A marketer by trade, Spencer MacPherson was making extra money on the side as a real estate photographer when an idea for a bigger money-making venture became as vivid in his mind as a 3D video.

MacPherson noticed that more and more realtors were offering virtual online tours as a means of allowing potential buyers to scope out properties without ever leaving the comfort of their homes. When MacPherson was asked if he could provide such services, he politely said no. But it got him thinking.

“I immediately understood that this type of technology and the digital aspect that it creates can be used outside of real estate in very unique purposes,” the 25-year-old entrepreneur says.

Eventually, he and younger brother Logan, 21, a business student at the University of Ottawa’s Telfer School of Management, cobbled together enough funds to purchase a state-of-the-art digital camera that uses infrared technology to scan images in 3D. Since launching Point3D Commercial Imaging almost exactly a year ago, they’ve used the high-tech tool to create virtual tours of more than 70 local businesses and other organizations, from museums and art galleries to tattoo parlours and flower shops.

The brothers have almost recouped their initial $25,000 investment and expect to start turning a profit on the self-financed venture by the end of the year.
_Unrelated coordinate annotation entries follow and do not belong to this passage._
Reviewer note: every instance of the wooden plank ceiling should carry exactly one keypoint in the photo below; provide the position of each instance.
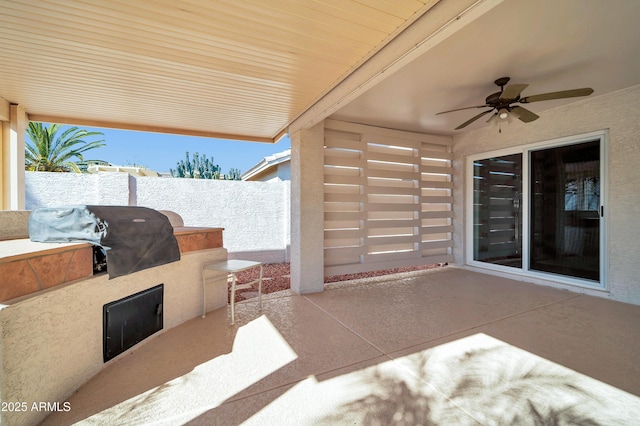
(228, 68)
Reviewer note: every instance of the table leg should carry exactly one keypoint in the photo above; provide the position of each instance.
(204, 295)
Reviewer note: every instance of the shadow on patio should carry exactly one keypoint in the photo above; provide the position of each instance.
(445, 347)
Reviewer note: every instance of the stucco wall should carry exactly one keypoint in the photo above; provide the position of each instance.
(616, 112)
(255, 215)
(52, 341)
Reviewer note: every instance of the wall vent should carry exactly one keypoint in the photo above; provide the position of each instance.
(132, 319)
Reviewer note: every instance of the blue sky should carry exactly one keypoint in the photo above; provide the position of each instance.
(161, 152)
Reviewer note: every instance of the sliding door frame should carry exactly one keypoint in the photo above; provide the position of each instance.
(525, 151)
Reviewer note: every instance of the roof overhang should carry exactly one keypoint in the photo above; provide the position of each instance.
(233, 70)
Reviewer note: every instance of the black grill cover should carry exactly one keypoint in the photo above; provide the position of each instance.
(134, 238)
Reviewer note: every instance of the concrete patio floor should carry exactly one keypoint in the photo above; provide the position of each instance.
(448, 346)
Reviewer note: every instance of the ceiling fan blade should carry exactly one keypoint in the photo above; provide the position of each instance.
(512, 91)
(460, 109)
(524, 114)
(574, 93)
(466, 123)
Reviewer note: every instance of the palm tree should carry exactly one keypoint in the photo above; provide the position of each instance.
(49, 152)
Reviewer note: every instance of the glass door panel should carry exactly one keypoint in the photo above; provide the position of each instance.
(497, 221)
(565, 201)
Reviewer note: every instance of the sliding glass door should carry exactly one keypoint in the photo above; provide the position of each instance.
(497, 185)
(539, 209)
(565, 204)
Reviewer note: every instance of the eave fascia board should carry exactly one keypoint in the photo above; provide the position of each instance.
(148, 128)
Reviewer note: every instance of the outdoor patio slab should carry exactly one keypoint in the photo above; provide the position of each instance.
(317, 359)
(593, 336)
(404, 313)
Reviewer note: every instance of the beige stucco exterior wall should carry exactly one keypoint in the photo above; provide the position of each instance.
(12, 156)
(617, 112)
(307, 210)
(52, 341)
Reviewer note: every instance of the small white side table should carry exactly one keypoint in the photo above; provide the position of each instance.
(231, 268)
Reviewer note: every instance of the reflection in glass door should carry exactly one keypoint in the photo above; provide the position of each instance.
(565, 217)
(539, 210)
(497, 220)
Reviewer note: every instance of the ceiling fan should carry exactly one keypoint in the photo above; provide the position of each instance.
(501, 102)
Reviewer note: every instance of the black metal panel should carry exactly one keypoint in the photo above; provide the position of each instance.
(128, 321)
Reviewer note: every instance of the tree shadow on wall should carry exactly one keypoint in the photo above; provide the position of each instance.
(501, 385)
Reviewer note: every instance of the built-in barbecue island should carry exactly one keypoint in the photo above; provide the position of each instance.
(59, 306)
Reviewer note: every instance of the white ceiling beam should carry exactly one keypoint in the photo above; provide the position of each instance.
(435, 26)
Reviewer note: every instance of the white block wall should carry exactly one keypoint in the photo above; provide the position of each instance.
(255, 215)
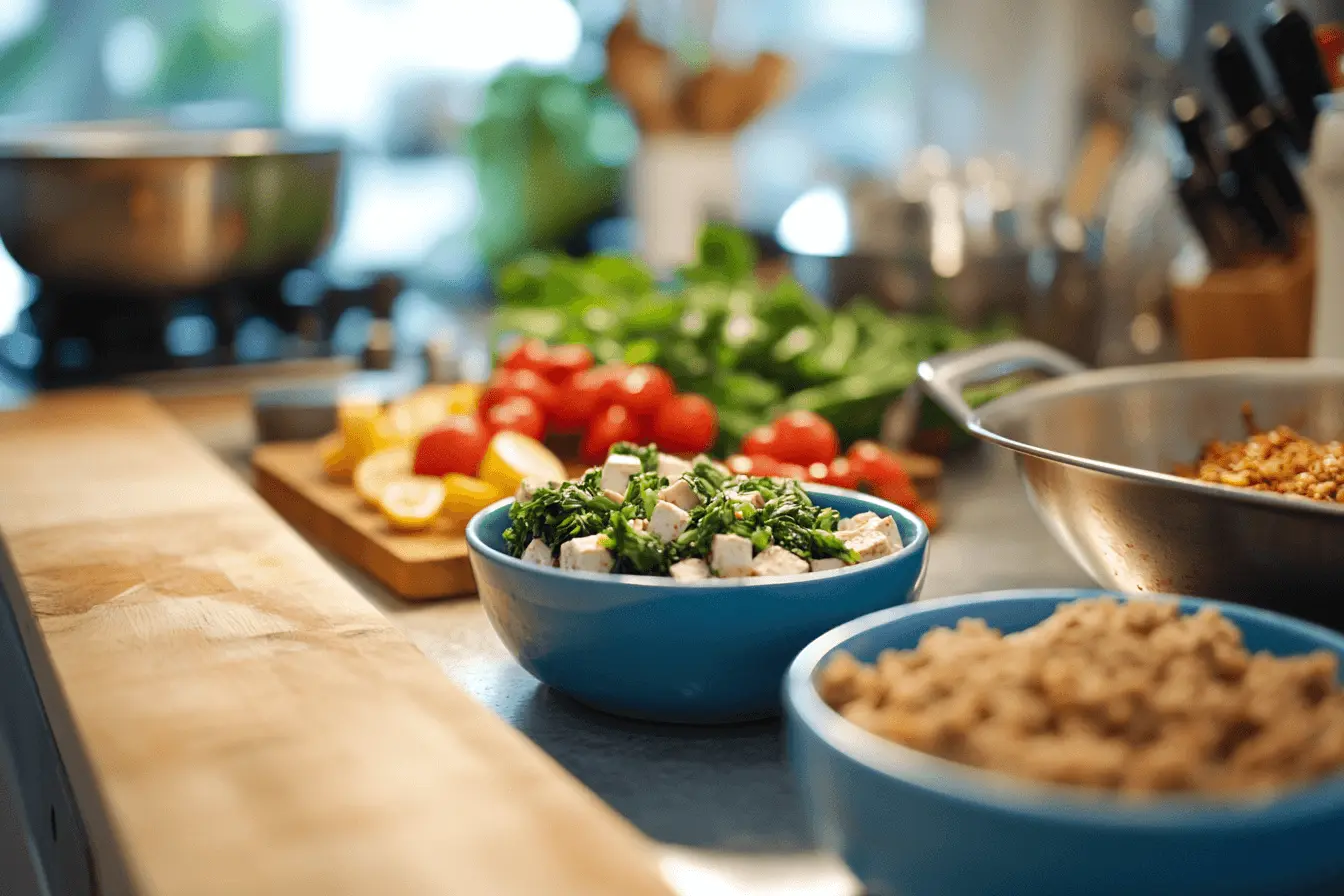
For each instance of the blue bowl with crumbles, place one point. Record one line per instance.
(708, 646)
(1169, 758)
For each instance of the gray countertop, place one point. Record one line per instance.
(722, 798)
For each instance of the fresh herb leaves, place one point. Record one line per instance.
(765, 511)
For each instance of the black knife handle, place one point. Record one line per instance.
(1289, 42)
(1212, 219)
(1195, 126)
(1237, 77)
(1249, 190)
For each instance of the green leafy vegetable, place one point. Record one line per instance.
(754, 351)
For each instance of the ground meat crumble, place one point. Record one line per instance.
(1126, 696)
(1276, 461)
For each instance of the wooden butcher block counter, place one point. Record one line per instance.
(234, 718)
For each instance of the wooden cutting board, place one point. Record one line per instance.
(414, 566)
(235, 718)
(420, 566)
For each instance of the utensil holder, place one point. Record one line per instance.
(680, 183)
(1262, 309)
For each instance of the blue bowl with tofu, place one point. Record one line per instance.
(911, 822)
(702, 652)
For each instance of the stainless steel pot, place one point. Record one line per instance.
(149, 208)
(1096, 450)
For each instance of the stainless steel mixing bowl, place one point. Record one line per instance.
(1096, 450)
(125, 208)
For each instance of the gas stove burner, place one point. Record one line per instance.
(94, 337)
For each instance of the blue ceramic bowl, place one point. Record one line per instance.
(649, 648)
(909, 824)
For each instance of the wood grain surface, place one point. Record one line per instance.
(235, 718)
(414, 566)
(417, 566)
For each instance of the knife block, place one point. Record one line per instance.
(1261, 309)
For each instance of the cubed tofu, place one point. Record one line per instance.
(538, 552)
(776, 560)
(856, 521)
(867, 543)
(746, 497)
(668, 521)
(617, 472)
(825, 564)
(672, 468)
(730, 556)
(682, 495)
(585, 555)
(887, 527)
(690, 570)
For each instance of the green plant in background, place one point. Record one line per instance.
(549, 153)
(756, 351)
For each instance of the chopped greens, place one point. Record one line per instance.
(648, 533)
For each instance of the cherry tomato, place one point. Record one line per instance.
(456, 445)
(516, 414)
(836, 473)
(644, 388)
(565, 362)
(803, 437)
(762, 439)
(875, 465)
(527, 383)
(528, 355)
(612, 425)
(577, 402)
(686, 425)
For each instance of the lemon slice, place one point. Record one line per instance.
(358, 422)
(514, 457)
(411, 503)
(465, 496)
(381, 468)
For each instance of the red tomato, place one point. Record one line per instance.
(456, 445)
(577, 402)
(762, 439)
(803, 437)
(836, 473)
(565, 362)
(527, 383)
(686, 425)
(516, 414)
(528, 355)
(644, 388)
(875, 465)
(613, 425)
They’ve added a salesperson to the startup’s payroll and aim to beef up their team with more photographers and marketing staff soon.

MacPherson, a graduate of Algonquin College’s advertising and marketing communications management program, still has his day job as a brand manager at Goldwing Autocare – a Point3D client, by the way – but plans to throw himself into the startup world full-time in the next few months. He predicts the enterprise will be a “six-figure business” before long.

Yet as high-tech as the venture sounds, MacPherson says marketing it comes down to good, old-fashioned leg work.

“It really is a sales job,” he notes. “Nobody is coming to us and saying, ‘Hey, we want a 3D tour.’ Typically, we’re actually going to places and saying, ‘Hey, have you thought about doing something like this?’ and they say, ‘Wow, I didn’t even know that was possible, but yes, we would totally be interested.’”

After giving the Bytown Museum the 3D treatment earlier this year, the MacPhersons recently took their equipment to Watson’s Mill, a 19th-century flour mill in Manotick that’s now a working museum. MacPherson donned his waders to film the turbines beneath the building – an area that’s usually off-limits to visitors, who can now feel like they’re right in the middle of the churning waters thanks to digital technology.